Et il est probable que personne, ce jour-là en Bavière, ne s’attendait à voir atterrir juste à côté de chez lui un système de mesure de radiations conçu par un adolescent et revenu de la stratosphère.

L’enthousiasme de la presse et des experts du spatial

Au fil de la présentation, la discussion s’est rapidement transformée en échange technique approfondi avec les experts de l’aéronautique et du spatial présents sur place. Ce qui a le plus impressionné les invités, c’est la combinaison entre profondeur scientifique, maîtrise technique et incroyable initiative personnelle.

Notre CEO Adrian Merkel s’est lui aussi montré enthousiaste :

« Julian nous rappelle ce qu’est réellement l’innovation : essayer, construire, échouer, améliorer et surtout oser se lancer. Ce qu’il a accompli à seulement 14 ans impressionne même des développeurs expérimentés. Ce sont exactement ces profils dont l’avenir a besoin. Nous sommes fiers de pouvoir le soutenir dans cette aventure et pour la suite. »

Et maintenant ?

Rester immobile ? Très peu pour Julian.

Il commencera bientôt un stage au Centre allemand pour l’aéronautique et l’astronautique (DLR).

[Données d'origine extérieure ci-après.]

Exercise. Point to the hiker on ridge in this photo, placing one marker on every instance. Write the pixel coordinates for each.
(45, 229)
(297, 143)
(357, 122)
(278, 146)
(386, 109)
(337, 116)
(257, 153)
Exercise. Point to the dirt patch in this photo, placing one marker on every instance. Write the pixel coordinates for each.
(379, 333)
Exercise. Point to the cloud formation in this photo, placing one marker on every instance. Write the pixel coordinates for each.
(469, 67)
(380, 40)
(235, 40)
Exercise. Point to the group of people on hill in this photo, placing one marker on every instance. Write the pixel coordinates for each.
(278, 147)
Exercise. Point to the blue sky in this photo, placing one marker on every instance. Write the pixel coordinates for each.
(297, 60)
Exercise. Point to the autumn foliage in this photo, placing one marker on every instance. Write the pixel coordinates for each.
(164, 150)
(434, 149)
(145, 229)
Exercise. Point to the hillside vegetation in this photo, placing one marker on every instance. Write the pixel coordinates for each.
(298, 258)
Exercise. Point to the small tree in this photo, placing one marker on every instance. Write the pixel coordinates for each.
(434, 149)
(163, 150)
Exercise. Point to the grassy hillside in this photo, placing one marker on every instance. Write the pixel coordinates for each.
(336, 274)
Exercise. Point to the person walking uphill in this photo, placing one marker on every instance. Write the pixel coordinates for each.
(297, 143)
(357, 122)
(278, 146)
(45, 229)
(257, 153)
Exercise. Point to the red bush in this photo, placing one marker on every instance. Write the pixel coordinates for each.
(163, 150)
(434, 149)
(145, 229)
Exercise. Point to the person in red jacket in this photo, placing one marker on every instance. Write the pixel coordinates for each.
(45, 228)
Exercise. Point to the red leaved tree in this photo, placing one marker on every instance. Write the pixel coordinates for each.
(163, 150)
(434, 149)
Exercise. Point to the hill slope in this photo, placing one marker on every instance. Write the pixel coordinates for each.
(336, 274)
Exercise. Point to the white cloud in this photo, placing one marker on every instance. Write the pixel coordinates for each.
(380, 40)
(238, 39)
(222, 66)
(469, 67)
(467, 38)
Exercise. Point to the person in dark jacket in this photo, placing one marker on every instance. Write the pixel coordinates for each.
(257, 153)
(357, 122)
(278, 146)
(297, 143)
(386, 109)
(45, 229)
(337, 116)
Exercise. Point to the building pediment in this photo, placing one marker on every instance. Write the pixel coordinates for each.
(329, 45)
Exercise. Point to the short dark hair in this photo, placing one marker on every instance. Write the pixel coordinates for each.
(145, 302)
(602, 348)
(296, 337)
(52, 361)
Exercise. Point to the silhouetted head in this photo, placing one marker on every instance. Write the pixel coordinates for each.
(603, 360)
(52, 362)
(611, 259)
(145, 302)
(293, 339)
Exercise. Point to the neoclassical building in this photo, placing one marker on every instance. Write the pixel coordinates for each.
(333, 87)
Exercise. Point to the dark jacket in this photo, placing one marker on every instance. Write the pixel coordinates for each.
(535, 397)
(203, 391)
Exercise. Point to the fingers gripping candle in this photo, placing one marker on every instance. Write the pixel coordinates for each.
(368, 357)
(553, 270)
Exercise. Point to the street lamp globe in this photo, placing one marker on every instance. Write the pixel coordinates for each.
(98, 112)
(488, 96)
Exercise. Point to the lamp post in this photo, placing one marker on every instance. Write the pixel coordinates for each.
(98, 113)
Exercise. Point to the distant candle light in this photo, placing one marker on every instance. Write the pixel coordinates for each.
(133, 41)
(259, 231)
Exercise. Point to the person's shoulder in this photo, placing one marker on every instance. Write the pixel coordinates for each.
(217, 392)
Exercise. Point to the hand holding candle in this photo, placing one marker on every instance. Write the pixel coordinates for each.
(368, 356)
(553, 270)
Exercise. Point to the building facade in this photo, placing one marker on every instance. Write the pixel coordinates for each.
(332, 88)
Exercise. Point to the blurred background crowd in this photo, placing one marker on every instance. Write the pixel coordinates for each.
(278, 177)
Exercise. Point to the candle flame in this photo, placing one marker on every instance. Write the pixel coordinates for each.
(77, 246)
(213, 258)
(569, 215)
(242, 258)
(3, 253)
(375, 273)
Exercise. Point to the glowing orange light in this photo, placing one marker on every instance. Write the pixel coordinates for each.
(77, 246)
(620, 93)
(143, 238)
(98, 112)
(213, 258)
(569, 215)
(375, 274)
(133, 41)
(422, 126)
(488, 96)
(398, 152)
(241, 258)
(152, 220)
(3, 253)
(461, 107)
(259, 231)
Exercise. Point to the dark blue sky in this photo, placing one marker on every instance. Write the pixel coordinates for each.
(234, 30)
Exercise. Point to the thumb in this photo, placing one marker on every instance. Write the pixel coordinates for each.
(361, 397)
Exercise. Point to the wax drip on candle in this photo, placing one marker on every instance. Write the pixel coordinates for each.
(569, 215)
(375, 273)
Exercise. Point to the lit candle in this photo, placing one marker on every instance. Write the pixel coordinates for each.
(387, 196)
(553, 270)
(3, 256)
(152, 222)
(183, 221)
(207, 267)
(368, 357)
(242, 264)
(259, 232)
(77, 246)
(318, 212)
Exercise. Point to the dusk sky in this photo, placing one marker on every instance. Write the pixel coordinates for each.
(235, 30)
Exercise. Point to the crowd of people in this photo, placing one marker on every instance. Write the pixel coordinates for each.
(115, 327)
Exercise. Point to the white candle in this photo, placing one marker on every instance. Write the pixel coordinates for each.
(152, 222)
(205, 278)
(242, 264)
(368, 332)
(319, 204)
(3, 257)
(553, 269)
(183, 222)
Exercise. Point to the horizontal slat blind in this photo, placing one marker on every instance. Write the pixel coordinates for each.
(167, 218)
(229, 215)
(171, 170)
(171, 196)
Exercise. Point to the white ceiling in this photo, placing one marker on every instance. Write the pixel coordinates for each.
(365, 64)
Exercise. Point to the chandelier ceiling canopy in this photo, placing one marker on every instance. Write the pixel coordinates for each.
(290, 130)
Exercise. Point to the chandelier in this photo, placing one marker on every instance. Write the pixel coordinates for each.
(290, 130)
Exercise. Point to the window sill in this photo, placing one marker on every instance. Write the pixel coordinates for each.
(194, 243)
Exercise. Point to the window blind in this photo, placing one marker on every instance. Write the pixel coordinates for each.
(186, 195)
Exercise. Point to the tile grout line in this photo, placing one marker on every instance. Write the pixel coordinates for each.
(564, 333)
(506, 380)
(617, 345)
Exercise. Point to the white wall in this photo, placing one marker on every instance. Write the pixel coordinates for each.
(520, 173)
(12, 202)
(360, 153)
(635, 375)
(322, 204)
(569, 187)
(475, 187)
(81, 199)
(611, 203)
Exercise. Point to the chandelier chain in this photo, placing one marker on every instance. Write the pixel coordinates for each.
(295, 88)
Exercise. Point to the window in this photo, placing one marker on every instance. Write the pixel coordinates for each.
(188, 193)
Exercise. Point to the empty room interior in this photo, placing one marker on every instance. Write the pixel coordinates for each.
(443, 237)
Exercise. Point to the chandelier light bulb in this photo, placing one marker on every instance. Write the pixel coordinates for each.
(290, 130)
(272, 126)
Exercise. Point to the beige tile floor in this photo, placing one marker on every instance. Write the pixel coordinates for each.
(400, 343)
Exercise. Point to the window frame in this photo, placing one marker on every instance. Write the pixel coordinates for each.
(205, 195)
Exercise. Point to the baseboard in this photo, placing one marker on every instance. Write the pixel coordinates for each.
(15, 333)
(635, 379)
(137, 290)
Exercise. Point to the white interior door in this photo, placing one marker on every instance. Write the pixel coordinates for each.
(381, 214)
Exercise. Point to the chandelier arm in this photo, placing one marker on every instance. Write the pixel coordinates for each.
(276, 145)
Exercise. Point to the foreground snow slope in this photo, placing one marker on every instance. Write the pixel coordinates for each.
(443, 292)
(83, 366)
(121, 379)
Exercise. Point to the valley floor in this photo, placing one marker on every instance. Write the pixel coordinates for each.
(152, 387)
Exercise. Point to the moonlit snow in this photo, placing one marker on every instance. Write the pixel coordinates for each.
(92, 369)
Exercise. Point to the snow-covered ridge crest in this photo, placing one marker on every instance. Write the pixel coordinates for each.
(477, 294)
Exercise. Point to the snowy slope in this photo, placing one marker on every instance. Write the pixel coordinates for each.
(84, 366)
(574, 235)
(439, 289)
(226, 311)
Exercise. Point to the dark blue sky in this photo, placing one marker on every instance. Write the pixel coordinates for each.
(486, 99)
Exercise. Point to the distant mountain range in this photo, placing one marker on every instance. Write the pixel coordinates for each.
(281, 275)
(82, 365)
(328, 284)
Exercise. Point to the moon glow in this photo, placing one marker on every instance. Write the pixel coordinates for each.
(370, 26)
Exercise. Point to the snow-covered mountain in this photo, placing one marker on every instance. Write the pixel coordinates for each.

À long terme, il rêve de collaborer avec l’Agence spatiale européenne (ESA). Et après avoir vu ce projet, cela ne ressemble plus du tout à un rêve irréaliste, mais plutôt à une suite parfaitement logique.

Honnêtement, nous ne serions pas surpris qu’un jour une fusée décolle avec à son bord une technologie développée par Julian.

Julian Mayer présente son système de mesure des radiations développé par lui-même et la technologie de mesure associée au siège du groupe speedikon FM à Bensheim.

Pourquoi cette histoire nous inspire

Pour nous, cette rencontre a rappelé comment naît la véritable innovation : non pas grâce à des conditions parfaites, mais grâce à la curiosité, à la passion et à la volonté de construire les choses soi-même. Ce sont des valeurs que notre équipe de recherche au sein du groupe speedikon FM partage et fait vivre chaque jour.

Julian a acquis des connaissances avancées, maîtrisé des technologies complexes, résolu des problèmes de manière autonome et mené à bien une véritable mini mission spatiale. À seulement 14 ans.

Nous félicitons chaleureusement Julian pour sa première place au concours régional « Jugend forscht » dans la catégorie géosciences et sciences spatiales. Nous sommes extrêmement fiers d’avoir pu l’accompagner dans cette aventure et nous réjouissons de continuer à le soutenir à l’avenir.